Schuld an der Verzögerung sollen die beteiligten Industriefirmen sein. Die weisen die Vorwürfe allerdings zurück. So sagt etwa ein Sprecher von T-Systems, dass technische Anforderungen mehr als 150 Mal geändert worden wären. Jetzt aber sei die Industrie "auf der Zielgeraden, derzeit werde "die weltweit bestgeschützte öffentliche Infrastruktur für das Gesundheitswesen" entwickelt.

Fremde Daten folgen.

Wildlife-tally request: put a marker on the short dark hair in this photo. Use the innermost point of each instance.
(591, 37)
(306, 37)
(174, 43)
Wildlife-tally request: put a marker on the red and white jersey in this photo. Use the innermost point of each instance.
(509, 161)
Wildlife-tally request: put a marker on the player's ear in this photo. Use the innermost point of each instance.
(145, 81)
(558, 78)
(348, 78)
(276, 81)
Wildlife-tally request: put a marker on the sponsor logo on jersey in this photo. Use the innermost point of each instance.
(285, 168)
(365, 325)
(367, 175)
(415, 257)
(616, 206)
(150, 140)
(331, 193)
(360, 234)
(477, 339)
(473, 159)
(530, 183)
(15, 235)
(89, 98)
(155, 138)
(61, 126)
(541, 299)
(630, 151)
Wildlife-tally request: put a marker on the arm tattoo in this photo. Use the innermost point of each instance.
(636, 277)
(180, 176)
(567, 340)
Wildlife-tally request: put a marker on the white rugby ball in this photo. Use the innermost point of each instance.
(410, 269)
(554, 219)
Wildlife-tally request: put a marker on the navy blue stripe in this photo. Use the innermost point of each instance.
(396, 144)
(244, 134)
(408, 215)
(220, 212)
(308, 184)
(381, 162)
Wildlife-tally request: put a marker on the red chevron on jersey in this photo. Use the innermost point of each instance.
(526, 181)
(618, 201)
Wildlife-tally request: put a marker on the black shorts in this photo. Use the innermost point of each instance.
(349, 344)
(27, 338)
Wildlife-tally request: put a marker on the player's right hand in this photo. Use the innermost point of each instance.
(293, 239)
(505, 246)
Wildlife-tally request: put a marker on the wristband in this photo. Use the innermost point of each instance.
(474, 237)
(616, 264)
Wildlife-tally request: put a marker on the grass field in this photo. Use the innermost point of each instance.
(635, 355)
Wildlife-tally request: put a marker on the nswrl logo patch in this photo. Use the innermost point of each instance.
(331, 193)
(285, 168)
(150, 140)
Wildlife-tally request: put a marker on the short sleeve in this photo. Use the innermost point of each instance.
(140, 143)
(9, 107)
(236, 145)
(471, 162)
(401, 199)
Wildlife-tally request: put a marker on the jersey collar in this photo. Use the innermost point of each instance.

Diese Beschwichtigungsversuche stoßen bei den Krankenkassen auf Skepsis. Etliche Kassen haben angekündigt, eigene Angebote für den digitalen Datenaustausch zu entwickeln. So hat etwa die Techniker Krankenkasse bekannt gegeben, dass sie mit dem amerikanischen Konzern IBM an der Entwicklung einer eigenen elektronischen Patientenakte arbeitet. Die Gegner der Gesundheitskarte dürfte das wenig beschwichtigen. Noch immer sind viele Datenschützer und etliche Bürger dagegen, dass ihre Patientendaten elektronisch verarbeitet werden. Bei der repräsentativen Umfrage des Gesundheitsmonitors plädiert mehr als die Hälfte der Befragten dafür, dass Diagnosen, Therapie-Empfehlungen oder Behandlungsberichte nur auf persönlichen Wunsch dort gespeichert werden. Jeder Zweite hält die Karte demnach für unsicher.